Clashes in Afghanistan Kill Dozens of Taliban Near Pakistan Border

After mounting an attack on a foreign troop base in eastern Afghanistan late Tuesday, as much as 70 Taliban fighters were killed.

Afghan officials have confirmed the insurgency attack on the joint NATO-Afghan National Security Forces (ANSF) Barmal district base in Paktika province, a province that lies just north of the Pakistani border.

The fighting between Taliban and NATO forces went on for less than two hours, and according to local officials foreign forces suffered no casualties.

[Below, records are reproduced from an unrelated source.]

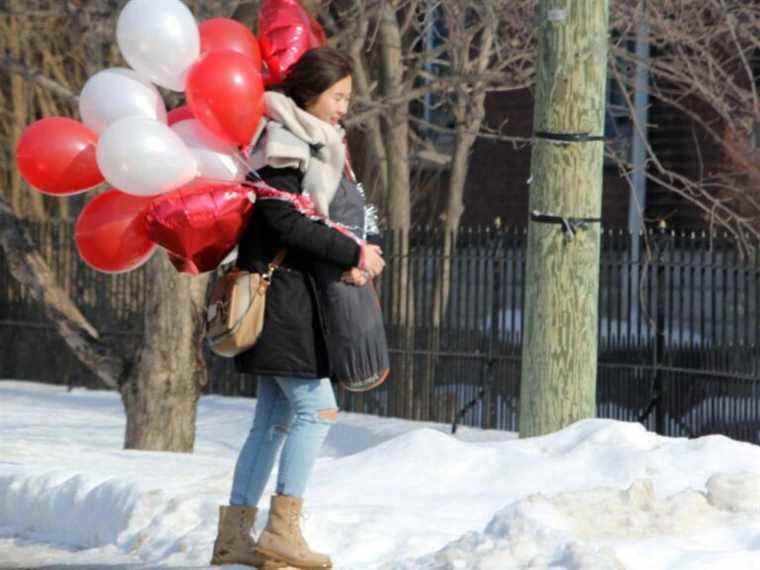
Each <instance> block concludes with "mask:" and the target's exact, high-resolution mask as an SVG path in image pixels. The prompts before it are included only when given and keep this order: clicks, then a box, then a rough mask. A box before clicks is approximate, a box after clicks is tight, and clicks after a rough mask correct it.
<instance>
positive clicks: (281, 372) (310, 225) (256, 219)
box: [235, 166, 361, 378]
mask: <svg viewBox="0 0 760 570" xmlns="http://www.w3.org/2000/svg"><path fill="white" fill-rule="evenodd" d="M258 174H259V176H261V178H262V179H263V180H264V181H265V182H266V183H267V184H268V185H269V186H271V187H272V188H276V189H277V190H283V191H285V192H291V193H294V194H300V193H301V182H302V178H303V175H302V173H301V172H300V171H299V170H298V169H295V168H273V167H270V166H267V167H264V168H261V169H259V170H258ZM282 248H286V249H287V253H286V255H285V260H284V261H283V264H282V265H281V266H280V268H279V269H278V270H277V271H275V273H274V275H273V277H272V283H271V285H270V287H269V290H268V292H267V303H266V310H265V316H264V328H263V329H262V333H261V337H260V338H259V340H258V342H257V343H256V344H255V345H254V346H253V348H251V349H250V350H248V351H246V352H244V353H242V354H240V355H238V356H236V357H235V367H236V368H237V370H238V371H239V372H244V373H248V374H272V375H278V376H295V377H299V378H324V377H327V376H329V375H330V364H329V359H328V355H327V345H326V331H325V319H324V312H323V309H322V306H321V302H320V295H319V292H318V290H317V284H316V280H315V268H314V264H315V262H321V263H328V264H333V265H334V266H335V267H336V268H338V269H340V270H341V271H342V270H346V269H349V268H351V267H356V266H358V265H359V256H360V250H361V248H360V246H359V245H358V244H357V243H356V242H355V241H354V240H352V239H351V238H350V237H348V236H345V235H343V234H341V233H340V232H338V231H336V230H334V229H333V228H330V227H328V226H326V225H323V224H321V223H319V222H316V221H313V220H310V219H308V218H307V217H305V216H304V215H303V214H301V213H300V212H298V211H297V210H296V209H295V208H294V207H293V205H292V204H290V203H289V202H285V201H280V200H260V201H258V202H256V204H255V205H254V207H253V214H252V215H251V218H250V220H249V222H248V225H247V227H246V230H245V232H244V233H243V236H242V238H241V240H240V244H239V246H238V259H237V265H238V267H240V268H241V269H248V270H251V271H259V272H263V271H266V267H267V264H268V263H269V262H271V261H272V260H273V259H274V258H275V256H276V255H277V252H278V251H279V250H280V249H282Z"/></svg>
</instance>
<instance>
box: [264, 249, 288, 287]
mask: <svg viewBox="0 0 760 570" xmlns="http://www.w3.org/2000/svg"><path fill="white" fill-rule="evenodd" d="M286 253H287V250H286V249H281V250H280V251H278V252H277V255H276V256H275V258H274V259H273V260H272V262H271V263H270V264H269V265H268V266H267V272H266V273H265V274H264V275H262V277H263V278H264V279H266V280H267V281H269V280H271V279H272V274H273V273H274V272H275V271H276V270H277V269H278V268H279V267H280V265H282V261H283V259H285V254H286Z"/></svg>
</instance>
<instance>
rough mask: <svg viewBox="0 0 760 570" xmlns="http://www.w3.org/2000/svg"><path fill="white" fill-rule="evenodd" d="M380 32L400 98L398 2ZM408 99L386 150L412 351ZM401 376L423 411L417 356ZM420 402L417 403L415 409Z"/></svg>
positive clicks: (394, 275) (412, 309)
mask: <svg viewBox="0 0 760 570" xmlns="http://www.w3.org/2000/svg"><path fill="white" fill-rule="evenodd" d="M380 18H381V20H380V28H379V37H380V44H381V50H382V66H383V75H382V77H383V94H384V95H385V96H387V97H389V98H391V99H396V100H398V99H401V98H402V97H401V96H402V95H403V90H404V87H403V85H404V83H403V80H404V64H403V58H402V55H403V54H402V51H401V48H402V45H403V43H402V41H401V30H400V29H399V24H398V21H397V20H396V8H395V6H394V5H392V4H391V3H390V2H389V3H386V4H384V6H383V8H382V12H381V15H380ZM408 114H409V105H408V103H401V104H398V103H397V104H394V105H392V106H391V107H390V108H389V109H388V112H387V113H386V114H385V116H384V119H385V121H384V122H385V126H386V132H385V138H384V141H383V142H384V143H385V155H386V158H387V160H388V226H389V228H390V229H391V230H392V231H393V233H394V237H395V239H394V240H393V243H394V250H393V252H385V253H386V255H388V253H391V254H392V255H393V257H394V258H395V260H396V266H395V268H394V271H393V273H392V275H393V276H394V283H393V291H394V293H395V294H396V295H398V296H399V297H398V299H397V300H396V299H394V303H393V309H392V315H391V321H392V322H393V324H394V325H396V326H397V327H398V330H400V331H403V332H402V336H403V338H402V339H400V340H401V342H402V343H403V346H404V347H405V352H406V354H407V355H409V354H412V351H413V349H414V337H415V322H414V283H413V282H412V275H411V267H410V264H409V260H410V256H409V230H410V226H411V211H410V210H411V208H410V204H411V201H410V191H409V180H410V178H409V119H408ZM405 360H406V362H405V363H404V364H403V368H402V371H401V377H402V378H403V382H404V385H405V389H404V397H403V400H404V406H405V408H406V409H405V412H404V413H405V414H406V417H408V418H414V417H416V415H415V414H419V409H420V408H419V404H418V405H417V406H415V399H414V394H415V390H414V361H413V359H412V358H411V357H407V358H406V359H405ZM415 408H416V409H415Z"/></svg>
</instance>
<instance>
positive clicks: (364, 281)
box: [340, 267, 369, 287]
mask: <svg viewBox="0 0 760 570" xmlns="http://www.w3.org/2000/svg"><path fill="white" fill-rule="evenodd" d="M340 280H341V281H343V283H348V284H349V285H356V286H357V287H364V286H365V285H366V284H367V283H368V282H369V271H367V270H366V269H359V268H358V267H352V268H351V269H349V270H348V271H344V272H343V275H342V276H341V278H340Z"/></svg>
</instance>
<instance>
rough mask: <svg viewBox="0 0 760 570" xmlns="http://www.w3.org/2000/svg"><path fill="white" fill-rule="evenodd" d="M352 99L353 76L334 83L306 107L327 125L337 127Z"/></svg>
mask: <svg viewBox="0 0 760 570" xmlns="http://www.w3.org/2000/svg"><path fill="white" fill-rule="evenodd" d="M350 99H351V76H350V75H348V76H346V77H344V78H343V79H341V80H340V81H337V82H335V83H333V84H332V85H331V86H330V87H329V88H328V89H327V90H325V91H323V92H322V93H320V95H319V97H317V98H316V99H314V100H313V101H311V102H310V103H308V104H307V105H306V111H307V112H308V113H311V114H312V115H314V116H315V117H317V118H318V119H322V120H323V121H324V122H325V123H330V124H331V125H337V124H338V122H339V121H340V120H341V119H342V118H343V116H344V115H345V114H346V112H348V103H349V101H350Z"/></svg>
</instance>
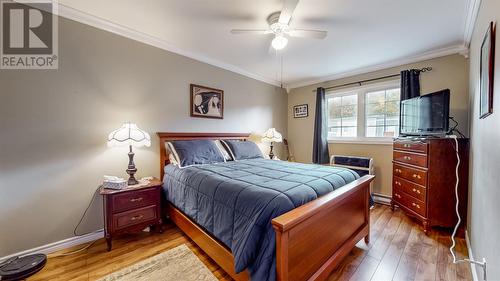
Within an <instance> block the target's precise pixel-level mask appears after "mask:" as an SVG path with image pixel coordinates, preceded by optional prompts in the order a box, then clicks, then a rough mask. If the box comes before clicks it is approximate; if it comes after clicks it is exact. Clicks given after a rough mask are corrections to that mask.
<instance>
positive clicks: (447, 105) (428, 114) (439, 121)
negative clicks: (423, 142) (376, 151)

A spokesman for the governor of Paktika province, Mokhlis Afghan, said that the insurgent group likely came from across the Pakistani border and used small arms and rocket-propelled grenades in the attack.

Mokhlis said, “The insurgents were armed with heavy and light weapons. In retaliation ANSF launched their own attack. After a fierce gun battle and air support from NATO, all of the insurgents were killed.”

Mokhlis added, “There were no civilian, NATO or ANSF casualties.”

A local police official told the BBC that foreign fighters were among those that were in the insurgent group.

He said, “We know for sure that there are foreign fighters among those killed because we listened to their radio chatter, there were Arabic, Chechen, Uzbek and Urdu speakers.”

As the attack was very close to the Pakistani tribal area of North Waziristan, a known safe haven for Taliban and Haqqani network insurgents, Afghan intelligence officials are questioning if the Pakistani officials aided insurgents or if they perhaps ignored the threat.

The attack comes as NATO is preparing to hand security over to Afghan troops ahead of a scheduled 2014 pullout.

Since the United States went into Afghanistan in 2001 following the 9/11 attacks, America has lost at least 1,717 members of its military, according to a Defense Department tally.

The military also counted that 14,793 service members have been wounded in battle since the U.S. sent troops into the South Asian “graveyard of empires.”